A security engineer needs to configure a web server to support Perfect Forward Secrecy (PFS) for HTTPS connections. Which of the following key exchange methods should be prioritized?
ECDHE generates ephemeral keys for each session, ensuring that compromise of long-term keys does not compromise past sessions.
Why this answer
ECDHE is prioritized for Perfect Forward Secrecy because it generates a unique, ephemeral session key for each TLS handshake using elliptic curve cryptography, ensuring that if the server's long-term private key is compromised, past session keys remain secure. Unlike static Diffie-Hellman, ECDHE does not reuse key material, and it offers stronger security per bit compared to traditional DH, making it the recommended choice for PFS in modern HTTPS configurations.
Exam trap
EC-Council often tests the misconception that any Diffie-Hellman variant automatically provides PFS, but candidates must remember that only ephemeral modes (DHE or ECDHE) guarantee forward secrecy, while static DH does not.

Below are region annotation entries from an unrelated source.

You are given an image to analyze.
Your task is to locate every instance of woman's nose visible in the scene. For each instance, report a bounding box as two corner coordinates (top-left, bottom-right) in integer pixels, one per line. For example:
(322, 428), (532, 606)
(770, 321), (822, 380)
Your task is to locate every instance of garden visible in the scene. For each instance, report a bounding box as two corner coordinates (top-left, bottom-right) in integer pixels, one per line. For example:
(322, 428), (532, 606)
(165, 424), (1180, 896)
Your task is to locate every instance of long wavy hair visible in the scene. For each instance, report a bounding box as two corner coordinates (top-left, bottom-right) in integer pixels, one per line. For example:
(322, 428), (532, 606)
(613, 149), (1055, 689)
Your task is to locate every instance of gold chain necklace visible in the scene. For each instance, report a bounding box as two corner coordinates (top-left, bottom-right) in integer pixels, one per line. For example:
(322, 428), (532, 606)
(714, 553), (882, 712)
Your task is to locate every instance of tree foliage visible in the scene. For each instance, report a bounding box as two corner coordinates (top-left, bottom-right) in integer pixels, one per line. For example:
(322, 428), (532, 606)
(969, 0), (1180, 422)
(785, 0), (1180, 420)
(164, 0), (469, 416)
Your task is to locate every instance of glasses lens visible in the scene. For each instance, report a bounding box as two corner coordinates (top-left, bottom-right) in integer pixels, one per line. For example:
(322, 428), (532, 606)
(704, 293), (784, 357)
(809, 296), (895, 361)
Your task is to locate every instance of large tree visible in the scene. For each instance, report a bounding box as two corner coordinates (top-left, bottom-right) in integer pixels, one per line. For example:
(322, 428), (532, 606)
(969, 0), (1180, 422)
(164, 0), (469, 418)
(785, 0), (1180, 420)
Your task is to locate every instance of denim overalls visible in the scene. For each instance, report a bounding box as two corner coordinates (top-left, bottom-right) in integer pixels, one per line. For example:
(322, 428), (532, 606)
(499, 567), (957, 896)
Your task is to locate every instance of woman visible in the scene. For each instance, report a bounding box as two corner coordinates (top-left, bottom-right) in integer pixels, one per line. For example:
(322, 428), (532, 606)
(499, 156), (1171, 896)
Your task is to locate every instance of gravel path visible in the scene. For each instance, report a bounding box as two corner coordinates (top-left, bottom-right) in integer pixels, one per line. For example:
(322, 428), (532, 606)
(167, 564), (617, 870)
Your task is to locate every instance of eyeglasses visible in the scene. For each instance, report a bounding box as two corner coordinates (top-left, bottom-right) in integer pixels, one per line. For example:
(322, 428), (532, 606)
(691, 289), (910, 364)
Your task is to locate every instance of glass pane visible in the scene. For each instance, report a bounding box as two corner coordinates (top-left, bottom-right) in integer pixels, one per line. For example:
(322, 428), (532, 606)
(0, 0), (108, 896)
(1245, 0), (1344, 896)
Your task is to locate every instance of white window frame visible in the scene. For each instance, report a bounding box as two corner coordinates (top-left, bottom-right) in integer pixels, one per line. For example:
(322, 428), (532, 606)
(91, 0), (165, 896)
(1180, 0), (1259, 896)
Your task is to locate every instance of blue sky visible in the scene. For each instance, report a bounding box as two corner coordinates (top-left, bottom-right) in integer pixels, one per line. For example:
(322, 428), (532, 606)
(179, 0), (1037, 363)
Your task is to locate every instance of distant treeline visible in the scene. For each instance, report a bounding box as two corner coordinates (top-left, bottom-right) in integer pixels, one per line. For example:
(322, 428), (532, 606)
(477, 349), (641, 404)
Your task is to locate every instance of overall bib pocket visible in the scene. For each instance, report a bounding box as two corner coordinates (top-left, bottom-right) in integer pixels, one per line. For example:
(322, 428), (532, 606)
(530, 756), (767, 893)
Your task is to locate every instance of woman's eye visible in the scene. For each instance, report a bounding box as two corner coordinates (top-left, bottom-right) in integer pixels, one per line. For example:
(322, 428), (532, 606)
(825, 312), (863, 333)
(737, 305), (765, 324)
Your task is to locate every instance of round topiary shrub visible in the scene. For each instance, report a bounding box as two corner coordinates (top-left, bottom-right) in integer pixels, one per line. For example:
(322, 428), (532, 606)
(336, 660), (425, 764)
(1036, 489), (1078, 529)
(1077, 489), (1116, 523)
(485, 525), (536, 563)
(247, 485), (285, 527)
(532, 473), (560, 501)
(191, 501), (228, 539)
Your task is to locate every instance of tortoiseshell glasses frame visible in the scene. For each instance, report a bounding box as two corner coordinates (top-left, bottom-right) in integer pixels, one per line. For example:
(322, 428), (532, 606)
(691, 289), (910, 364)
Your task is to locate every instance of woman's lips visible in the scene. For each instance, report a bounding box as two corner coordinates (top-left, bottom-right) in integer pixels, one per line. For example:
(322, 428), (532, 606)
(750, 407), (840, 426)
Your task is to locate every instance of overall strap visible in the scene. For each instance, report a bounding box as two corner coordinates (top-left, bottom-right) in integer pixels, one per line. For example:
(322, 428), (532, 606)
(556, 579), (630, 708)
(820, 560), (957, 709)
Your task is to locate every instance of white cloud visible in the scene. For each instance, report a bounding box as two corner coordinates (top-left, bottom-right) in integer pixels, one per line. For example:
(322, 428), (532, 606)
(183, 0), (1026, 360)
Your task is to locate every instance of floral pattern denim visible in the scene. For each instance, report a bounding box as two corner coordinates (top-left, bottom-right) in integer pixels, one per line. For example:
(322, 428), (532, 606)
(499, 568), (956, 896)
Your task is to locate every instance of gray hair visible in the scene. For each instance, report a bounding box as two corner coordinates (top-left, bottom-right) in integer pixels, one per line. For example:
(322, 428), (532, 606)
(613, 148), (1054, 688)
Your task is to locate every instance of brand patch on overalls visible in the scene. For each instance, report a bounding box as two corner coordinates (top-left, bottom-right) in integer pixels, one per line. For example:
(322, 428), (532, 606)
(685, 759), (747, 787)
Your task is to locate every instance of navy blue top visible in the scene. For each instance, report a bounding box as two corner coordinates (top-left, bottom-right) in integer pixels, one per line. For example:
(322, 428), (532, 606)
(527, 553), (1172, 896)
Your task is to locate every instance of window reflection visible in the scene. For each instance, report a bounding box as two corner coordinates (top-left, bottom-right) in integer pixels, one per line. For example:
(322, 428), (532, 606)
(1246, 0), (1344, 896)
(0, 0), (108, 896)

How to eliminate wrong answers
Option A is wrong because standard Diffie-Hellman (DH) key exchange can be used in ephemeral mode (DHE) to provide PFS, but the question asks for the method to be 'prioritized'; ECDHE is preferred over DH due to its smaller key sizes, faster computation, and equivalent security strength, so DH is not the top priority. Option C is wrong because Pre-Shared Key (PSK) is a symmetric key method that does not provide forward secrecy—if the PSK is compromised, all past sessions using that key are exposed. Option D is wrong because RSA key exchange is static; the client encrypts the pre-master secret with the server's RSA public key, so if the server's private key is later compromised, all recorded sessions can be decrypted, violating PFS.